Netflix has made the executive decision to pull the plug on its Cowboy Bebop series. That’s right, the live-action adaptation of Shinichiro Watanabe’s animated series will not be getting a second season, meaning that we won’t get to see what happens after the Spike is found by the child prodigy Edward Wong Hau Pepelu Tivrusky IV, otherwise known as Radical Ed.
Netflix’s decision not to renew the show isn’t surprising, given the lacklustre performance and reception at launch. The season premiere, which consists of 10 episodes, supposedly only garnered a 46% rating on Rotten Tomatoes, but that rating drastically reduced during the last week.

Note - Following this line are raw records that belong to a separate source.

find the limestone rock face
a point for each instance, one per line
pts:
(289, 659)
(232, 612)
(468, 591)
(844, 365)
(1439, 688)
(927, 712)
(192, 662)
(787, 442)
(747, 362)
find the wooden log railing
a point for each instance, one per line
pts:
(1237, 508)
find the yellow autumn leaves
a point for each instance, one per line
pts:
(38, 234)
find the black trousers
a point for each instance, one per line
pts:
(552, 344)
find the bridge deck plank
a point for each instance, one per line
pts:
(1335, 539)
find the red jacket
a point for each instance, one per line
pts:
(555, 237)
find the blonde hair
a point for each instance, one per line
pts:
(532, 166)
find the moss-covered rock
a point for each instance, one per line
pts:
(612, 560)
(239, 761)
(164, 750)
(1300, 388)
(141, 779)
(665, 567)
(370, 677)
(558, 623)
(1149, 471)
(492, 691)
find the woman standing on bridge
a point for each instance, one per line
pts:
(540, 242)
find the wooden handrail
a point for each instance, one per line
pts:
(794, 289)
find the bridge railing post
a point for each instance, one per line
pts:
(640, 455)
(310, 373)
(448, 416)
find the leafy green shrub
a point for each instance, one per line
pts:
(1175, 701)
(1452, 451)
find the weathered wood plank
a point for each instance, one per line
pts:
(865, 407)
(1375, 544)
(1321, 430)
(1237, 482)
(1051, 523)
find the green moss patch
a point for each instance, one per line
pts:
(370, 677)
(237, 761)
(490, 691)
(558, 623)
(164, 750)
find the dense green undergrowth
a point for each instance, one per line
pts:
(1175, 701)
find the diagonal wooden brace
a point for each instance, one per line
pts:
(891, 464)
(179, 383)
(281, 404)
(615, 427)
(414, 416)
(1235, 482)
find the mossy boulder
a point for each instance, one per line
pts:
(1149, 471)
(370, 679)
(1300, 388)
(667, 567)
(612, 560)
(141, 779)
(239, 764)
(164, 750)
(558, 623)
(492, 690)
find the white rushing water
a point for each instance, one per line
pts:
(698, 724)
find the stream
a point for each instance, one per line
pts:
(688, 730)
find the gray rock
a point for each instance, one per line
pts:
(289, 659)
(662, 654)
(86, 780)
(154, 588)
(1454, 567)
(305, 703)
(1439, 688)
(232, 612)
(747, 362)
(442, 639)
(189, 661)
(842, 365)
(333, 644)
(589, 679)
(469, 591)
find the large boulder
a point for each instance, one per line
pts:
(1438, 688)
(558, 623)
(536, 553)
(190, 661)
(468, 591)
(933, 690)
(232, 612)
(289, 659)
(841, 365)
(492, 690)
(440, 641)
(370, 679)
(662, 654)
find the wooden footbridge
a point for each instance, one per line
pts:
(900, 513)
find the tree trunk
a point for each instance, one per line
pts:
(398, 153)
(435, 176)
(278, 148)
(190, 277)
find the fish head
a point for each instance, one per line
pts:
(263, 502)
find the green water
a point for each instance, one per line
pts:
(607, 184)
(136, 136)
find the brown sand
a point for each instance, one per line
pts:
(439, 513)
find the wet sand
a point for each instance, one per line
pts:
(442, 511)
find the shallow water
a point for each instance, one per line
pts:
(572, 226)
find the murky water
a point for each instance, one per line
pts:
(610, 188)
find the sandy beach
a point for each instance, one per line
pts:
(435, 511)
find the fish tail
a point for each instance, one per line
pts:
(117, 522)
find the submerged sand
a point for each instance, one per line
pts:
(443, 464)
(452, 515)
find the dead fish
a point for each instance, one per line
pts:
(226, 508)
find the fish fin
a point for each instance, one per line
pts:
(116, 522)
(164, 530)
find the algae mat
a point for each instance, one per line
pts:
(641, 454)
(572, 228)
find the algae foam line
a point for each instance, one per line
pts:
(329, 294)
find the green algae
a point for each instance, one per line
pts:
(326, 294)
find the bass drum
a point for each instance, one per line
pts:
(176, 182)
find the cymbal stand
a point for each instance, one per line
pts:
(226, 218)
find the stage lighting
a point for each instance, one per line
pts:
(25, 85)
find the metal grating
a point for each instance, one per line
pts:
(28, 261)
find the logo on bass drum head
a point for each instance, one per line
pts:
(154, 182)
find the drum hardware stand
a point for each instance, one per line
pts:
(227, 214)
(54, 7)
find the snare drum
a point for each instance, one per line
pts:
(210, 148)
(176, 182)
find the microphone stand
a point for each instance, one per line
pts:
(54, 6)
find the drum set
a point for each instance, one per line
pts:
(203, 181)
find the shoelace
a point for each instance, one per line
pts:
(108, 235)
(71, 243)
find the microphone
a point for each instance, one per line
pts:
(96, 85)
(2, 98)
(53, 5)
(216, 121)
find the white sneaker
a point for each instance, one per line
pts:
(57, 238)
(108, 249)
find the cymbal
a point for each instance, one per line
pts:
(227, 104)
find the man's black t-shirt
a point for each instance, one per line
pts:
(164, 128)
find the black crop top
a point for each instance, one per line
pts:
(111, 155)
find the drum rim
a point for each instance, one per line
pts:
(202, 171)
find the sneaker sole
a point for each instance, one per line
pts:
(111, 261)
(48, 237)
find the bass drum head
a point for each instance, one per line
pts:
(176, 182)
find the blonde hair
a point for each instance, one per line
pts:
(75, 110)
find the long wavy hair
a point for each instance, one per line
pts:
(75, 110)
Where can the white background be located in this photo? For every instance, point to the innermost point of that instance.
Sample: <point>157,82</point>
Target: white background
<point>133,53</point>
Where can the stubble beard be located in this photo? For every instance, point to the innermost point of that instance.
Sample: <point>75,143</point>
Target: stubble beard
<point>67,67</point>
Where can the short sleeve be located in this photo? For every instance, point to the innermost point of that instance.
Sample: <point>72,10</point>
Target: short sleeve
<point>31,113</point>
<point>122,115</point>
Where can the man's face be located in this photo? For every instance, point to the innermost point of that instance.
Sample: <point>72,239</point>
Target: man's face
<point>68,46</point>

In order for a series to receive a season renewal from Netflix, sources close to the Hollywood Report (THR) says that the streaming service insists that the show must maintain a positive rating of 60% or higher, which is reportedly in line with industry averages. Otherwise, Netflix sees no financial reason as to why it should renew a series.
One problem with the live-action Cowboy Bebop series was how its director tried to make a “faithful recreation” of the show or as THR’s own reviewer puts it: it was faithful to a fault. Virtually all of the sets within the show looked tacky, gaudy, and in some cases, just downright shoddy, almost as if they were put together in a frantic slap-and-dash. And that is to say nothing of the near dead-pan performance of the actors and their costumes; it almost feels as if they were being forced, but on the flip side, at least the showrunner managed to bring back Yoko Kanno, the original composer whose musical compositions for the original anime is now forever immortalised by diehard anime and jazz fans, alike.
With the live-action series now relegated to the cold, dark limbo of Netflix’s unfinished series’, there’s only one thing left to say: See you, Space Cowboy.